When one of your patients is diagnosed with HIV and referred for specialist HIV care, it is important to ensure good ongoing communication with the HIV specialist if you are also continuing to see the patient. In this way, you can both be fully informed about the patient’s progress and provide co-ordinated care, liaising as needed about any emerging problems and avoiding potential drug-drug interactions.

Support for patients

In many places there are local community or peer support organisations for people living with HIV. These can be a good source of support and information to help people come to terms with a new diagnosis. There is still stigma associated with HIV, so being able to talk to people who have personal experience of living with HIV can be very reassuring and reduce the potential sense of isolation following a positive HIV test. Have their contact details and literature available to give to patients when needed.

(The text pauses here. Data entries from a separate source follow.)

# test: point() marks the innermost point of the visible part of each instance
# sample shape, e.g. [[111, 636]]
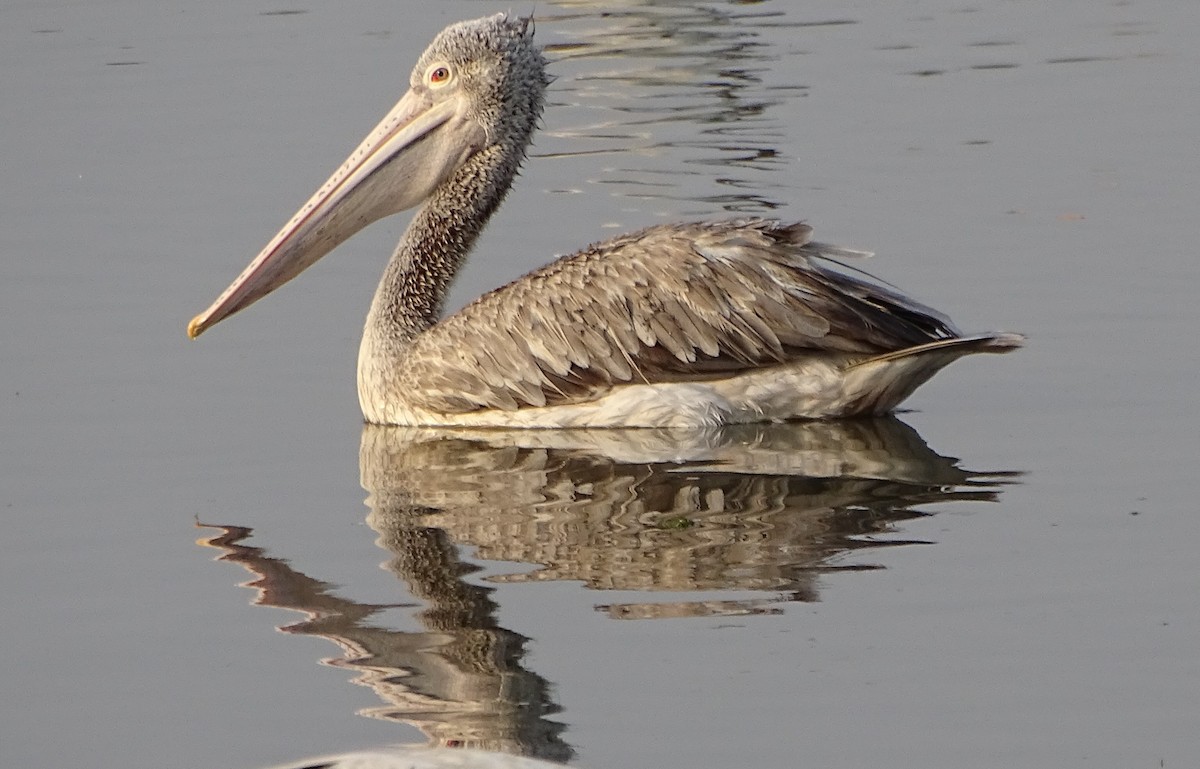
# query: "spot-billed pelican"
[[673, 325]]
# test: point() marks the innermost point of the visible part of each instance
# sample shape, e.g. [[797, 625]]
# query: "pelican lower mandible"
[[688, 324]]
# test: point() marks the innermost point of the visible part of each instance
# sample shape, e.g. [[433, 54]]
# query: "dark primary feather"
[[665, 304]]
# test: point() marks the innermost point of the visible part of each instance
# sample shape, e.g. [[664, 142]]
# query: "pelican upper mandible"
[[675, 325]]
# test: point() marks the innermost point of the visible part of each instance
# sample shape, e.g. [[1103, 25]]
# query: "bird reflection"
[[678, 514]]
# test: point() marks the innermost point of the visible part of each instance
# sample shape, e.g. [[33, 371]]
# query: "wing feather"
[[665, 304]]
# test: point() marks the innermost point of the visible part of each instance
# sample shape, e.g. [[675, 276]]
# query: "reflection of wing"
[[418, 757], [670, 302], [750, 508]]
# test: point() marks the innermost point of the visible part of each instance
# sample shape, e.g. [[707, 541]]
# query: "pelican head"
[[477, 90]]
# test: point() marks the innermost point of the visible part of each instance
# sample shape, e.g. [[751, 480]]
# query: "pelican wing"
[[670, 302]]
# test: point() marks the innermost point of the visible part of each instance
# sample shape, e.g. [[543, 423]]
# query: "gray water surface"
[[832, 599]]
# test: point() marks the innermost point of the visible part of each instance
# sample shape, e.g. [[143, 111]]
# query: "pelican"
[[676, 325]]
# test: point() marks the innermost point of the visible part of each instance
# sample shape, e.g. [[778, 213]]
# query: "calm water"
[[820, 595]]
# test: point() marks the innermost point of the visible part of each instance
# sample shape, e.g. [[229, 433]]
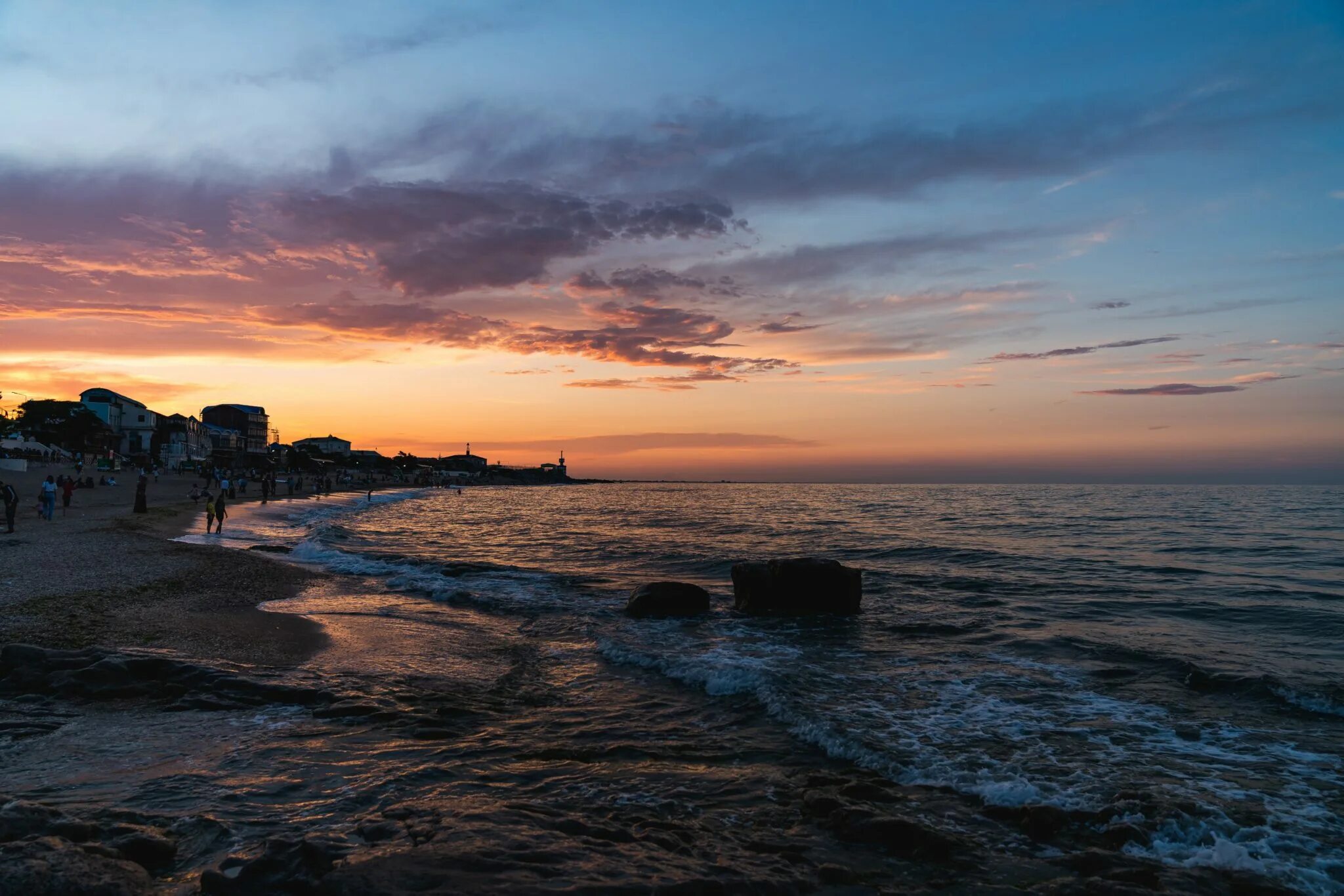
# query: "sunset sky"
[[780, 241]]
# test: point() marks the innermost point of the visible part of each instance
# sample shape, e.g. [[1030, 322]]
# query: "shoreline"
[[104, 577]]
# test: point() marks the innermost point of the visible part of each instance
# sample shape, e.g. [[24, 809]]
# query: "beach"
[[444, 695], [100, 575]]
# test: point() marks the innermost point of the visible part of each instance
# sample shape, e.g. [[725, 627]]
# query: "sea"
[[1177, 652]]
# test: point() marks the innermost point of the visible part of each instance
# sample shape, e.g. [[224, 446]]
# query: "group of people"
[[46, 499]]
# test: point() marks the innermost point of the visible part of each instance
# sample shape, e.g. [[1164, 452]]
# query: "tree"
[[69, 425]]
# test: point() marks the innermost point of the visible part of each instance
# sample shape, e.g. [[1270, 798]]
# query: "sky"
[[957, 242]]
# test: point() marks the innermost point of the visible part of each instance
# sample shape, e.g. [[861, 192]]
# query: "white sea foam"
[[1014, 741]]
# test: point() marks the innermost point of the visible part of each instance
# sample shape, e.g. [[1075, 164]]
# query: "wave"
[[1327, 701], [480, 584]]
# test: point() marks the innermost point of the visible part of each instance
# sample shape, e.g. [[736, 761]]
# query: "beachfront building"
[[182, 439], [324, 443], [468, 462], [132, 422], [225, 443], [247, 419]]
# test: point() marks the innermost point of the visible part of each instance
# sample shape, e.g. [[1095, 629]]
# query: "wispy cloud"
[[656, 441], [1077, 350], [1167, 390], [1074, 182]]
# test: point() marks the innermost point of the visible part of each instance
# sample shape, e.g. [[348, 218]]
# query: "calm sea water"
[[1018, 644]]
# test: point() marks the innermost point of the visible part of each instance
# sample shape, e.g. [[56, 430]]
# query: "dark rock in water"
[[796, 586], [668, 600], [1122, 833], [287, 865], [904, 836], [1043, 823], [55, 866], [836, 875], [144, 847], [22, 819]]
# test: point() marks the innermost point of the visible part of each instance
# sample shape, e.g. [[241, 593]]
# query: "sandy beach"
[[100, 575]]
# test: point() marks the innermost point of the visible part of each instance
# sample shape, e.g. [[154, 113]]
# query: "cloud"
[[787, 325], [873, 257], [628, 443], [681, 382], [608, 383], [64, 380], [640, 335], [1074, 182], [1077, 350], [1168, 388], [1265, 377], [646, 283], [1217, 308], [441, 238], [960, 384]]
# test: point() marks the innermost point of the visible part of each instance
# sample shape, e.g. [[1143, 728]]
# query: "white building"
[[327, 445], [129, 419]]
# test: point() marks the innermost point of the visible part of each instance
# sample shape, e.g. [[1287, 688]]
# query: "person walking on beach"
[[49, 499], [219, 514], [11, 504]]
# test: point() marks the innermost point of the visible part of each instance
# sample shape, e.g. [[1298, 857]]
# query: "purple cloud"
[[1169, 388]]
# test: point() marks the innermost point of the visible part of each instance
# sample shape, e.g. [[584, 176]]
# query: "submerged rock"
[[55, 866], [796, 586], [668, 600], [285, 865]]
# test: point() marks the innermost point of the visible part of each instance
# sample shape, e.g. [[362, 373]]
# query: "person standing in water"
[[49, 497], [219, 514], [11, 504]]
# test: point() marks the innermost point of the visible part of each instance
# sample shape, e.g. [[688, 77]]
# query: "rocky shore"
[[510, 785]]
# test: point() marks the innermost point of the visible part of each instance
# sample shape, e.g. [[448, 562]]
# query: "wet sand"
[[100, 575]]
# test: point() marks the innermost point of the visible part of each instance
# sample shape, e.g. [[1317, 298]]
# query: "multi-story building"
[[223, 442], [324, 443], [247, 419], [472, 464], [133, 424], [182, 439]]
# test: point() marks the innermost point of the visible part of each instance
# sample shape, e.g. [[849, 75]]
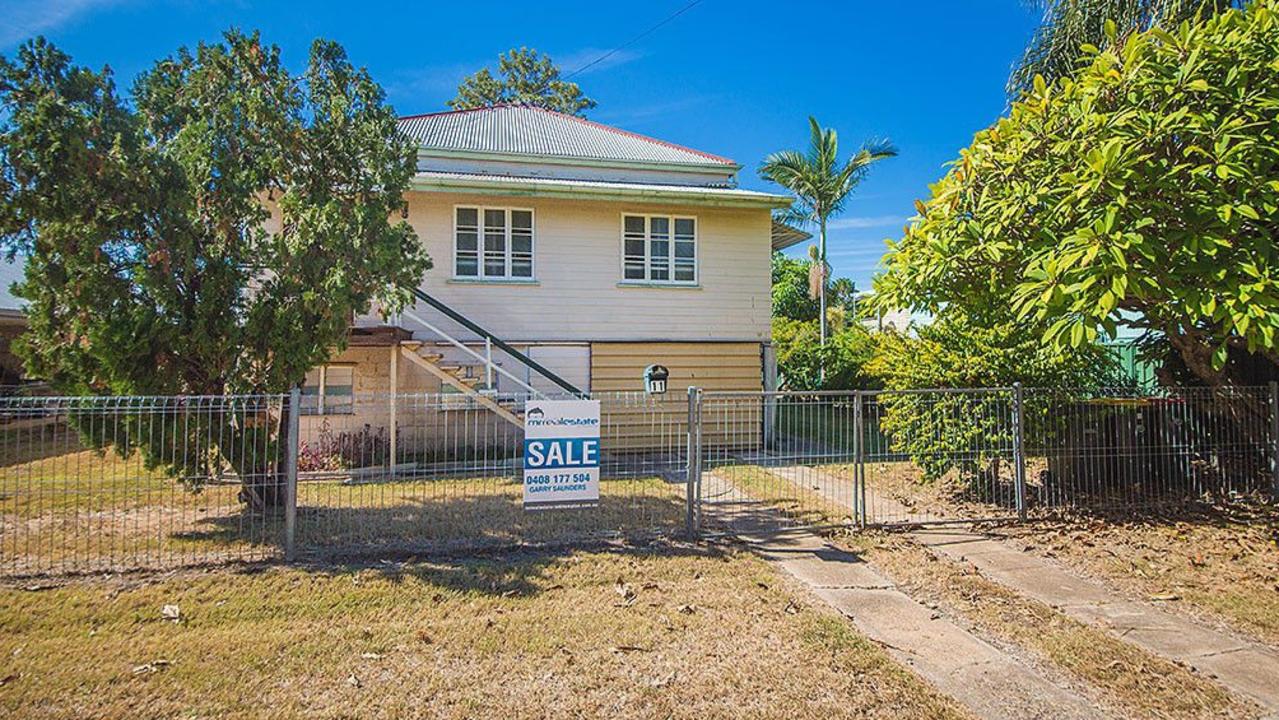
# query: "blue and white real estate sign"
[[562, 453]]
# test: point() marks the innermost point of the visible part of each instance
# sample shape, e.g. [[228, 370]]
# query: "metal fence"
[[113, 484], [925, 457]]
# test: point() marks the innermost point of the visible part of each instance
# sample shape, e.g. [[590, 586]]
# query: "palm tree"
[[821, 187], [1054, 51]]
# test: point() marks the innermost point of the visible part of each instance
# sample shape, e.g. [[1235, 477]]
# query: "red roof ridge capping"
[[583, 120]]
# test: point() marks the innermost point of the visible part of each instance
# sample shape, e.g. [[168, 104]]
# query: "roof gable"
[[535, 132]]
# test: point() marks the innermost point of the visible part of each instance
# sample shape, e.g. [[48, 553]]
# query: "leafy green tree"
[[212, 234], [793, 296], [1054, 51], [525, 77], [823, 186], [1142, 192], [970, 432], [839, 365]]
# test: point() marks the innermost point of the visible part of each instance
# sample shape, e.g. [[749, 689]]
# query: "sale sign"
[[562, 454]]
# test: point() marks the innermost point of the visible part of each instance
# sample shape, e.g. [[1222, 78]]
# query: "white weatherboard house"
[[573, 255]]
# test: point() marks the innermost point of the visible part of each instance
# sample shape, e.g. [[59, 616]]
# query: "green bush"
[[1142, 191], [971, 432], [801, 356]]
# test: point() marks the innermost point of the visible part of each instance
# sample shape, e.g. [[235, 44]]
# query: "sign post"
[[562, 454]]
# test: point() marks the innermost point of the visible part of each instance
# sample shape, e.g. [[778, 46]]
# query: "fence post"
[[1020, 450], [858, 459], [290, 486], [1274, 441], [693, 466]]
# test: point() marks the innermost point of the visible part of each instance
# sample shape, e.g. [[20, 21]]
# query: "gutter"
[[568, 189], [727, 169]]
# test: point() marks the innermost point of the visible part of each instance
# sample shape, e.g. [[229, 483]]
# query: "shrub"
[[1142, 191], [801, 356], [344, 450], [971, 432]]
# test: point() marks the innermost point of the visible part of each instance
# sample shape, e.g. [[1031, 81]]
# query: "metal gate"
[[770, 461]]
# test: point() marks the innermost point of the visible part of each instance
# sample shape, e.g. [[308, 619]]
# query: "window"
[[493, 242], [329, 390], [658, 248]]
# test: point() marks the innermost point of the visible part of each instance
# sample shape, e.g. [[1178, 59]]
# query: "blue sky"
[[730, 77]]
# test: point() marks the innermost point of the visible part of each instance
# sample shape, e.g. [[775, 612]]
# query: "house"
[[568, 256], [13, 322]]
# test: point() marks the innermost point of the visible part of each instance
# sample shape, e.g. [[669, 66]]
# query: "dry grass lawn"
[[1220, 564], [663, 632], [1132, 682], [85, 510]]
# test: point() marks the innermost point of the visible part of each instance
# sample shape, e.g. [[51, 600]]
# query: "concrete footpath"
[[1245, 666], [988, 680]]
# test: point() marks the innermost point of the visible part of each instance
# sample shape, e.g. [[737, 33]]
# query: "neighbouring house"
[[568, 256]]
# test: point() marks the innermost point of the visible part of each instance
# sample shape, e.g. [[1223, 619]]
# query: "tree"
[[821, 186], [211, 237], [793, 296], [1142, 192], [526, 78], [839, 365], [1071, 24]]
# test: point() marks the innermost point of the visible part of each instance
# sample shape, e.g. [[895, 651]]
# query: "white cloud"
[[22, 19], [866, 221]]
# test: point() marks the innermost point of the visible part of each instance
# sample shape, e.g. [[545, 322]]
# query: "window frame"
[[322, 394], [508, 256], [647, 250]]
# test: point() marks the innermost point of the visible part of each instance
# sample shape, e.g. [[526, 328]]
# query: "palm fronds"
[[1054, 51]]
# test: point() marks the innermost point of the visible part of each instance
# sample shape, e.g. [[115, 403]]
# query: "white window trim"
[[647, 267], [481, 276], [324, 389]]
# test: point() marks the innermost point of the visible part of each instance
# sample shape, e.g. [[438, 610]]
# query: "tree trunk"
[[264, 478], [821, 289]]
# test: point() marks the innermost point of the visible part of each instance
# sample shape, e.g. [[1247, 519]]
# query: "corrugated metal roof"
[[517, 129], [787, 235]]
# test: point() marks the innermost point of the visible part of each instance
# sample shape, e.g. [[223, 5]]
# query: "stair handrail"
[[490, 338]]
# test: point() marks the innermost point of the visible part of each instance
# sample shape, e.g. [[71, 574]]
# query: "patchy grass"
[[333, 518], [670, 632], [85, 510], [1218, 564], [1135, 682]]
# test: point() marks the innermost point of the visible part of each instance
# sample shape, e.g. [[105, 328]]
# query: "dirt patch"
[[1121, 675], [1216, 563]]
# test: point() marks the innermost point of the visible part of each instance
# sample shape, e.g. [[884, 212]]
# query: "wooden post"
[[394, 429]]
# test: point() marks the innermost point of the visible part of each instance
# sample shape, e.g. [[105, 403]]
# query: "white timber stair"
[[453, 376]]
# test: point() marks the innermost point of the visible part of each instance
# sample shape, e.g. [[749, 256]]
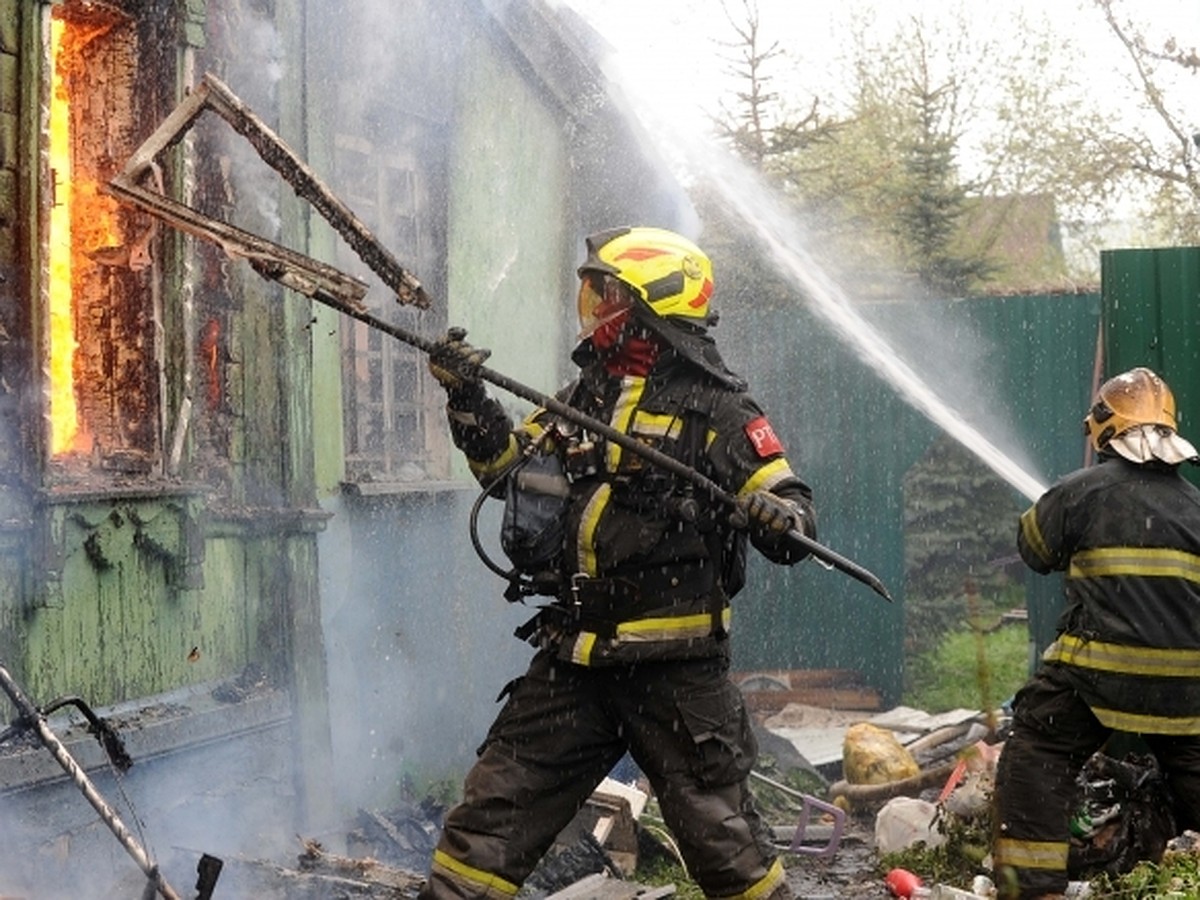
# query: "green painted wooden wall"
[[852, 436]]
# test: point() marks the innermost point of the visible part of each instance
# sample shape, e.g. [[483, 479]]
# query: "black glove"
[[766, 513], [455, 363]]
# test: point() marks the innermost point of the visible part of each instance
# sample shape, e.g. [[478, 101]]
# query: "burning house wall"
[[259, 487]]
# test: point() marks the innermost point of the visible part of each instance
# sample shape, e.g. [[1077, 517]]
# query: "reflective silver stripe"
[[659, 425], [493, 886], [582, 647], [1147, 724], [585, 543], [766, 477], [1146, 562], [1032, 855], [1123, 658], [631, 388], [670, 628], [485, 469], [1033, 535], [765, 886]]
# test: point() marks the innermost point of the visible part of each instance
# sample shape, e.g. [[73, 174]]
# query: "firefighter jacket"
[[1128, 539], [643, 564]]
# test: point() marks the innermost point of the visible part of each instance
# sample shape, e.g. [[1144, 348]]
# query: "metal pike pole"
[[31, 717], [343, 292], [357, 311]]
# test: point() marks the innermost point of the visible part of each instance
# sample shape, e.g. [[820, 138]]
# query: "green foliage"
[[1176, 876], [955, 862], [659, 873], [960, 527], [971, 670]]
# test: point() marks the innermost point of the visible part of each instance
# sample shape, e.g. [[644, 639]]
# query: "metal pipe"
[[34, 718], [357, 311]]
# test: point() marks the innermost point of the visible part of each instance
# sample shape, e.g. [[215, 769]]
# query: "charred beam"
[[293, 269], [33, 718]]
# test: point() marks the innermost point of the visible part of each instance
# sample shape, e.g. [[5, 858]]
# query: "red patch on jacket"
[[763, 438]]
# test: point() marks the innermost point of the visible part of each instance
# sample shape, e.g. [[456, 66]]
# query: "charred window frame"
[[99, 282], [393, 409]]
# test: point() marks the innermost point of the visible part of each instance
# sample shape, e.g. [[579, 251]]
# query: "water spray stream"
[[745, 195], [829, 300]]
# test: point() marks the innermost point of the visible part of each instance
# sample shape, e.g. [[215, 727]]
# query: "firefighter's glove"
[[763, 513], [455, 363]]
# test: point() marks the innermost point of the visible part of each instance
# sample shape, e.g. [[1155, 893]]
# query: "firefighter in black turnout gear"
[[634, 643], [1127, 655]]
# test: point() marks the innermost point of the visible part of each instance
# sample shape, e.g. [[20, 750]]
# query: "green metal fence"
[[853, 436]]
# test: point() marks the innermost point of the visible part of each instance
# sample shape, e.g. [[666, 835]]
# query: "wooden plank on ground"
[[604, 887]]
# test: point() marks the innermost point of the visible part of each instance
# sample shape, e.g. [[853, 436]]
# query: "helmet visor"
[[603, 300]]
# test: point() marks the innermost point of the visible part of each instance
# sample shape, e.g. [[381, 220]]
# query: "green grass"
[[969, 670]]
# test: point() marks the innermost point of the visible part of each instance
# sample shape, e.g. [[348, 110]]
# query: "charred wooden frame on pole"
[[273, 261], [31, 718], [345, 293]]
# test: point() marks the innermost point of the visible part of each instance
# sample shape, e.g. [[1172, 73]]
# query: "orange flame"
[[64, 414], [83, 227]]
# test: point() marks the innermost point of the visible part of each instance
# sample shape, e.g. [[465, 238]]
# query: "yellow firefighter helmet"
[[666, 270], [1126, 401]]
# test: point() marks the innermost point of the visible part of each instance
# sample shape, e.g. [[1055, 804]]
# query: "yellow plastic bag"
[[873, 756]]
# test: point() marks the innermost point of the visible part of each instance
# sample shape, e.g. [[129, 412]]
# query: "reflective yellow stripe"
[[631, 388], [586, 551], [767, 477], [492, 885], [581, 651], [1147, 724], [659, 425], [485, 469], [1033, 535], [1125, 659], [1135, 561], [670, 628], [1032, 855], [765, 886]]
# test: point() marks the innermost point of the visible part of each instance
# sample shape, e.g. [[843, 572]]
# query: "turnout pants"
[[563, 729], [1054, 735]]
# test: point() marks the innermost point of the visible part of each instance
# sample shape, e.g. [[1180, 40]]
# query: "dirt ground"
[[850, 873]]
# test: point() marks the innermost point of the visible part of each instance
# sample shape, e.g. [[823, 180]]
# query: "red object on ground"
[[901, 882]]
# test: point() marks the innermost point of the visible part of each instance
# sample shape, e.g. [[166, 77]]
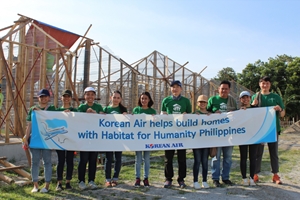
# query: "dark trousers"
[[108, 163], [91, 158], [200, 157], [273, 151], [68, 157], [252, 158], [181, 158]]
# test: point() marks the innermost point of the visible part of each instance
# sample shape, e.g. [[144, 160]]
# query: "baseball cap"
[[176, 82], [89, 89], [66, 92], [43, 92], [245, 93], [202, 98]]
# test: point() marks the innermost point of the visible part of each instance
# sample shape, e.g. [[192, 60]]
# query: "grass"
[[288, 159]]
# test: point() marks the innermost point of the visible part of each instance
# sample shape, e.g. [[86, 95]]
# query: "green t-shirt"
[[70, 108], [217, 103], [140, 110], [49, 108], [112, 110], [1, 100], [172, 106], [83, 107], [271, 99]]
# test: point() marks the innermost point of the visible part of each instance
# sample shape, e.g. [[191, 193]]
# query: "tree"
[[227, 73]]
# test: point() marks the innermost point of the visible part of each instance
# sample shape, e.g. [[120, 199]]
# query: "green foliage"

For more about HIV stigma, see the People Living with HIV Stigma Index which includes national reports from a range of countries worldwide on stigma and discrimination experienced by people living with HIV.

Staff training/information

The technical aspects of HIV testing should be straightforward to incorporate into your practice, but some training may be helpful, especially in view of the stigma and fear that can still attach to HIV.

Make sure all staff are aware not only of the procedures to follow, but also of the reasons why HIV testing in dermatology and venereology is so important. They should understand the benefits of early diagnosis and access to treatment, and their part in making this happen.

A non-judgemental approach and an understanding of the importance of confidentiality are essential for all involved in the patient’s care, from the dermatovenereologist to the secretary and receptionist, if HIV testing is to be successfully incorporated as part of routine practice. When patients perceive negative attitudes about HIV, or fear that sensitive information about their lifestyle, such as HIV status or sexuality, might be shared, they are less likely to consent to testing or to share information that may be clinically relevant.